Download on the App Store

Screenshots
SDK License
The face attribute project relies on KBY-AI's SDK, which requires a license for each bundle ID.
-
The code below shows how to use the license: https://github.com/kby-ai/FaceAttribute-iOS/blob/3e377692dcd101067ba57033db8a43a84ceced28/FaceAttribute/ViewController.swift#L42-L51
-
To request a license, please contact us: 🧙
Email:
[email protected] 🧙Telegram:
@kbyai 🧙WhatsApp:
+19092802609 🧙Skype:
live:.cid.66e2522354b1049b 🧙Facebook:
https://www.facebook.com/KBYAI
About SDK
1. Set up
-
Copy the SDK (facesdk.framework folder) to the root folder of your project.
-
Add SDK framework to the project in xcode
Project Navigator -> General -> Frameworks, Libraries, and Embedded Content
- Add the bridging header to your project settings
Project Navigator -> Build Settings -> Swift Compiler - General
2. Initializing an SDK
-
Step One
To begin, you need to activate the SDK using the license that you have received.
FaceSDK.setActivation("...")
If activation is successful, the return value will be SDK_SUCCESS. Otherwise, an error value will be returned.
-
Step Two
After activation, call the SDK's initialization function.
FaceSDK.initSDK()
If initialization is successful, the return value will be SDK_SUCCESS. Otherwise, an error value will be returned.
3. SDK Classes
-
FaceBox
This class represents the output of the face detection function and can be utilized in template creation functions.
Feature Type Name Face rectangle int x1, y1, x2, y2 Face angles (-45 ~ 45) float yaw, roll, pitch Liveness score (0 ~ 1) float liveness Face quality (0 ~ 1) float face_quality Face luminance (0 ~ 255) float face_luminance Face occlusion (0 ~ 1) float face_occlusion Eye closure (0 ~ 1) float left_eye, right_eye Mouth opening (0 ~ 1) float face_mouth_opened Age, gender int age, gender 68 points facial landmark Data landmark 68 points facial landmark
-
FaceDetectionParam
This class serves as the input parameter for face detection, enabling various processing functionalities such as face liveness detection, eye closure checking, facial occlusion checking, mouth opening checking, and age and gender estimation.

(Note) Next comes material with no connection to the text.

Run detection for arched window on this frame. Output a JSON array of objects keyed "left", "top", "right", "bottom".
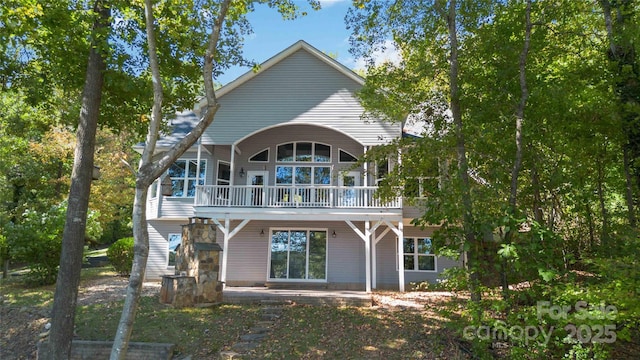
[
  {"left": 249, "top": 148, "right": 269, "bottom": 162},
  {"left": 276, "top": 141, "right": 331, "bottom": 163}
]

Feature Type Name Check liveness bool check_liveness Check eye closure bool check_eye_closeness Check face occlusion bool check_face_occlusion Check mouth opening bool check_mouth_opened Estimate age, gender bool estimate_age_gender
4. SDK APIs
- Face Detection
The Face SDK provides a unified function for detecting faces, enabling multiple functionalities such as liveness detection, face orientation (yaw, roll, pitch), face quality, facial occlusion, eye closure, mouth opening, age, gender, and facial landmarks.

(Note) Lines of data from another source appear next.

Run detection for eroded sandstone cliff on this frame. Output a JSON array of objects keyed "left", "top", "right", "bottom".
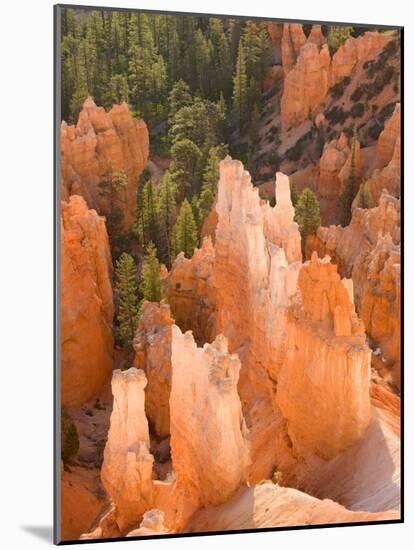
[
  {"left": 101, "top": 367, "right": 154, "bottom": 534},
  {"left": 308, "top": 191, "right": 401, "bottom": 386},
  {"left": 163, "top": 237, "right": 216, "bottom": 344},
  {"left": 60, "top": 195, "right": 114, "bottom": 406},
  {"left": 60, "top": 97, "right": 149, "bottom": 227}
]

The function can be used as follows:
let faceBoxes = FaceSDK.faceDetection(image, param: param)
This function requires two parameters: a UIImage object and a FaceDetectionParam object that enables various processing functionalities.
The function returns a list of FaceBox objects.
- Create Templates
The FaceSDK provides a function that can generate a template from a UIImage image. This template can then be used to verify the identity of the individual captured in the image.
let templates = FaceSDK.templateExtraction(image, faceBox: faceBox)
The SDK's template extraction function takes two parameters: a UIImage object and an object of FaceBox.
The function returns a Data, which contains the template that can be used for person verification.
- Calculation similiarity
The "similarityCalculation" function takes a byte array of two templates as a parameter.
let similarity = FaceSDK.similarityCalculation(templates, templates2: personTemplates)
It returns the similarity value between the two templates, which can be used to determine the level of likeness between the two individuals.